The entire common law system works on the theory of precedent where a ruling in one case is often considered as binding (or at least persuasive) in a subsequent case with similar fact circumstances. However the system only recognizes judicial decisions as the source of precedents in a some jurisdictions in particular only Courts of Records are considered as vested with the authority in as much as their decisions are considered as binding precedents. It is in this background that one can safely conclude that a ruling of an arbitral tribunal (which does not carry out the State's judicial function unlike a court), would not be considered as precedent.
It this background it is interesting to note the views of W. MARK C. WEIDEMAIER in his paper entitled "TOWARD A THEORY OF PRECEDENT IN ARBITRATION" in which he seeks to explore and lay out a theoretical foundation for considering arbitral rulings are precedents. The abstract states as under;
Do arbitrators create precedent? The claim that they do not recurs throughout much of the arbitration literature. Instead, arbitration often is viewed as an ad hoc forum in which arbitrators do justice (at best) within the confines of particular cases. As an empirical matter, however, it is increasingly clear that, in some arbitration systems, arbitrators often cite to other arbitrators, claim to rely on past awards, and promote adjudicatory consistency as an important system norm. Much like courts, then, arbitrators can (but do not always) create precedent that guides future behavior and provides a language in which disputants, lawyers, and adjudicators can express and resolve grievances.

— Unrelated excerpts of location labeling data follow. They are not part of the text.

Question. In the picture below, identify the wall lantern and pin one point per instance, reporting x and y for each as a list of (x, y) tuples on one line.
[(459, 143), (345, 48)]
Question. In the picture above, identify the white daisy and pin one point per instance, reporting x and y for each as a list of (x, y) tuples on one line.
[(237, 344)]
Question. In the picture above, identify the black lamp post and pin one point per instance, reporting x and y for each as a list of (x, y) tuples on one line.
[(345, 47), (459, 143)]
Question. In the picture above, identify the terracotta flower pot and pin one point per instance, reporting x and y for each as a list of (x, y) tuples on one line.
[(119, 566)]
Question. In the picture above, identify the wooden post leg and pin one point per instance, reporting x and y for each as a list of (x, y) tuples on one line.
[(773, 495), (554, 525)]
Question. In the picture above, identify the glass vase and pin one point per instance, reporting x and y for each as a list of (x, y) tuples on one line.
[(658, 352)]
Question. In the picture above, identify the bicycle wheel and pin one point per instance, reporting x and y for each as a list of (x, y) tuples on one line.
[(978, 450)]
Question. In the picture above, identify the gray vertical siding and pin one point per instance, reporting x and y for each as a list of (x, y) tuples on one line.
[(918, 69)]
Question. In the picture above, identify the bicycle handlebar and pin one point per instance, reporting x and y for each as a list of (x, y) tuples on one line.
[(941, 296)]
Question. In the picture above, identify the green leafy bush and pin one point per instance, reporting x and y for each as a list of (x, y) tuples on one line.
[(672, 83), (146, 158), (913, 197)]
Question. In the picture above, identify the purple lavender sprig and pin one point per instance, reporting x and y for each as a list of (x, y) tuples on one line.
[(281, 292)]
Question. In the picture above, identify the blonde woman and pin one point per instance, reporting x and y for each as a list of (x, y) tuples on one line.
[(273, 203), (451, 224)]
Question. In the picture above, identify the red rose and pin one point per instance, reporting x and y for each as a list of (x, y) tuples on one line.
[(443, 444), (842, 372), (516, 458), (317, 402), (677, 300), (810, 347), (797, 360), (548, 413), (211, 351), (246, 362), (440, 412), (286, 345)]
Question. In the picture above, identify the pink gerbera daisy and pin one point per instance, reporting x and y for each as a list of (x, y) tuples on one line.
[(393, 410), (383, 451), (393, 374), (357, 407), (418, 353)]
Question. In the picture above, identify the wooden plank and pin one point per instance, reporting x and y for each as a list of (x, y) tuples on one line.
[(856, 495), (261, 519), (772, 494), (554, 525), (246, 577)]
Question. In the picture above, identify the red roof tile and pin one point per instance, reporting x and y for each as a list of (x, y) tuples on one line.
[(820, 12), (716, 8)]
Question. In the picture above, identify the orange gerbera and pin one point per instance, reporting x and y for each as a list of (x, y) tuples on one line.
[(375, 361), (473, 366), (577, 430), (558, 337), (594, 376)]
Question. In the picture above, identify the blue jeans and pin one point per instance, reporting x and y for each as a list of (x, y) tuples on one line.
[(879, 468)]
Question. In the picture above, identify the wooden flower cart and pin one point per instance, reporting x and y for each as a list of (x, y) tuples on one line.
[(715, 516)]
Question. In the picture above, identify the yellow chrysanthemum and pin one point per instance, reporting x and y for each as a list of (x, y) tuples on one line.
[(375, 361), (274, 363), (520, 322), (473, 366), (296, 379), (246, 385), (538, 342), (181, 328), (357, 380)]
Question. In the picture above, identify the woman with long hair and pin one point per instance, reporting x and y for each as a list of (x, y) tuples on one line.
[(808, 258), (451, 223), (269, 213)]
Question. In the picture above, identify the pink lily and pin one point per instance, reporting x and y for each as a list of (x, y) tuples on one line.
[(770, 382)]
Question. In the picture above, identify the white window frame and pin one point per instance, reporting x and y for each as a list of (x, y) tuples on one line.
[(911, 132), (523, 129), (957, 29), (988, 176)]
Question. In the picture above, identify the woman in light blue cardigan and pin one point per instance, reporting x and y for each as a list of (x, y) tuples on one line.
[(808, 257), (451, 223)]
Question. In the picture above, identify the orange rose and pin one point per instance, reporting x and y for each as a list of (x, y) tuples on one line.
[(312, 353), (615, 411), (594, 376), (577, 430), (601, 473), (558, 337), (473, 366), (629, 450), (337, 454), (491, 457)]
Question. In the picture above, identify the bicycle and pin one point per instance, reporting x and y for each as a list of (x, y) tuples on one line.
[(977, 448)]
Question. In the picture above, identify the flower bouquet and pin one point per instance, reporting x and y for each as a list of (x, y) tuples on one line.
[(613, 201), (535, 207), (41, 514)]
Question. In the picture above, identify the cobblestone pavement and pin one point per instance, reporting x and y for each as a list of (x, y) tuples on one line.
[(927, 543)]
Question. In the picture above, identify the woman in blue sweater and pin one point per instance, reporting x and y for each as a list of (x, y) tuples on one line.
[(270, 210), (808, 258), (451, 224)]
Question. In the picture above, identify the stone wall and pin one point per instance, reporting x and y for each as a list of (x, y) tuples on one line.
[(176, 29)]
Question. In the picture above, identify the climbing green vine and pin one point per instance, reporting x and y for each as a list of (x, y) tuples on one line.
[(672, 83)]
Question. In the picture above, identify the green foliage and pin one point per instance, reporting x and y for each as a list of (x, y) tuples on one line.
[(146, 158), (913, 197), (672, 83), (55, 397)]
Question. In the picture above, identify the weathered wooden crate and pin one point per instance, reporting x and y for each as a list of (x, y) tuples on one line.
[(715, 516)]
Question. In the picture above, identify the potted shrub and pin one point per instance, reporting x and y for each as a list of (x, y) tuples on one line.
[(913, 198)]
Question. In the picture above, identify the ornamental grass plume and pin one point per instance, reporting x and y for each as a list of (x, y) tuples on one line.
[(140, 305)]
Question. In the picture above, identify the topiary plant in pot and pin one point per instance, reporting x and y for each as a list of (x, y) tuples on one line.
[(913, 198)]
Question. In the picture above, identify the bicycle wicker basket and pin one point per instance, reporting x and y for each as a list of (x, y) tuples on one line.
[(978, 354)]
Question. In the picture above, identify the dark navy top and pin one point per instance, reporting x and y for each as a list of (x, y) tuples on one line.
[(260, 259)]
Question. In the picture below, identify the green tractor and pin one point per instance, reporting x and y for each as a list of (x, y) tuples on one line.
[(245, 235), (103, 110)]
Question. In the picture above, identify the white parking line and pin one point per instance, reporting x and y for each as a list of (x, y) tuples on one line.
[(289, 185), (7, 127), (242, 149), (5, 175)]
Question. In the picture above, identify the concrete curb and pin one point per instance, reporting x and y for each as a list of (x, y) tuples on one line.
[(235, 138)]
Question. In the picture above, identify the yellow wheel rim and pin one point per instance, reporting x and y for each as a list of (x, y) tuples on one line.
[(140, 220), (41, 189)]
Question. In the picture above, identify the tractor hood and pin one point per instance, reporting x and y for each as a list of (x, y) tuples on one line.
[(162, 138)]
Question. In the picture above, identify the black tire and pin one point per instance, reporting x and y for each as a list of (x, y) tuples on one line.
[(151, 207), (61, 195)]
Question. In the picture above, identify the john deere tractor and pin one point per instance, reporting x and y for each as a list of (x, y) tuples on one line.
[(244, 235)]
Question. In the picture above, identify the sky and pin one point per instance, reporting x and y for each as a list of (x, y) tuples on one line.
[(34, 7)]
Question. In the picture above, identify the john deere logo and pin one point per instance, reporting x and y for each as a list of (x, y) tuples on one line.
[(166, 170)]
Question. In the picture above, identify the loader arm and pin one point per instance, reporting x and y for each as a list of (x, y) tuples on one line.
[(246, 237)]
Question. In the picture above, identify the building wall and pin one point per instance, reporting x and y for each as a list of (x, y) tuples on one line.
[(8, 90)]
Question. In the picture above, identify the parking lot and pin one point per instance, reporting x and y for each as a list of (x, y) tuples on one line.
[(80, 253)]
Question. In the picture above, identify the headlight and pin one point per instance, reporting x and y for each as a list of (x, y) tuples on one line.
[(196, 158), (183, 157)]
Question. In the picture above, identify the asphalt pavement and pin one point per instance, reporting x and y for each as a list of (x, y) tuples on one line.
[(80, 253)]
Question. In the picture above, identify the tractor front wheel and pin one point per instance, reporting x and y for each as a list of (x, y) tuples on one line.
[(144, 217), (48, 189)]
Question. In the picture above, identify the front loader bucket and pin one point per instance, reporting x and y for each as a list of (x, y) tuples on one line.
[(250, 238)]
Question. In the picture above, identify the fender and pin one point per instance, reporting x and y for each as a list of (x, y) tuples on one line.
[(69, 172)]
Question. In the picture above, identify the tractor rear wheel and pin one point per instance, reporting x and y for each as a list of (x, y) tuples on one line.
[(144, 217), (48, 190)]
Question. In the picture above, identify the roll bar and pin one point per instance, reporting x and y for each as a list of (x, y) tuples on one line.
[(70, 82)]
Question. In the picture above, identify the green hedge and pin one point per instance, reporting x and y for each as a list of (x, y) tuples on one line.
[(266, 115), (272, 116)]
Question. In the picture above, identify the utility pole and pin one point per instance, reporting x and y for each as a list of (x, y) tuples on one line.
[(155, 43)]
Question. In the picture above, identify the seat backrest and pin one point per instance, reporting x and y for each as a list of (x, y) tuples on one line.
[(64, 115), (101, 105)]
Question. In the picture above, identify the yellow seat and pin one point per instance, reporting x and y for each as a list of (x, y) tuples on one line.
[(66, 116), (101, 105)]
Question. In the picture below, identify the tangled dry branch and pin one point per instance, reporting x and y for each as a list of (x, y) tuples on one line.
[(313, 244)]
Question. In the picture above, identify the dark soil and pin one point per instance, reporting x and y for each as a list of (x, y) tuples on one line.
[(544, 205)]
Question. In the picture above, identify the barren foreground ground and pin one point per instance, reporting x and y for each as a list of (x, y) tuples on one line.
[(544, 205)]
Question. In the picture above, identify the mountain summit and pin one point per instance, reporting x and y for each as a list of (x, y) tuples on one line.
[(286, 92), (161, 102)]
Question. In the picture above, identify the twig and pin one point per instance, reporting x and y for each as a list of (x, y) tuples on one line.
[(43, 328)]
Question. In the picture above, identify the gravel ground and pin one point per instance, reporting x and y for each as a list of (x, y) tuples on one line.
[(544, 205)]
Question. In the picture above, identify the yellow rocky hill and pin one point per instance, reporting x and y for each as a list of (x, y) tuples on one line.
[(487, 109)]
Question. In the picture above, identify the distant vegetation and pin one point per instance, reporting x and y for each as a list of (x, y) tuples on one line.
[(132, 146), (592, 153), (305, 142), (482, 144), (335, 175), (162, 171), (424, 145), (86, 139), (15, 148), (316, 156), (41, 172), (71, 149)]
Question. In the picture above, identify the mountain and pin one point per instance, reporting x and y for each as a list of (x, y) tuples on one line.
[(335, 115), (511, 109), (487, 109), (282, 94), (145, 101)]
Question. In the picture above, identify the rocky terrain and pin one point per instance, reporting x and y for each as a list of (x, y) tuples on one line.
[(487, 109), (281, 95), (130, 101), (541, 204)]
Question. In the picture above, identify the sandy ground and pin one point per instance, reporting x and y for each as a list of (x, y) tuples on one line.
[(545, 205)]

An interesting reading.This Article provides a theoretical foundation for understanding the conditions under which precedent will (or will not) arise in arbitration. It identifies three considerations that may account for the development of precedent across a range of arbitration systems: (1) whether the system is structurally conducive to the creation of precedent; (2) whether arbitral precedent benefits the parties by filling gaps in (or displacing) state-supplied law; and (3) whether arbitrators are likely to be viewed as legitimate producers of law within the relevant context. After explaining the relevance of these considerations, the Article explores how they might apply in different arbitration contexts and sets forth a research agenda capable of shedding light on arbitration not only as a mechanism for resolving disputes, but also as a mechanism for generating robust systems of privately made law.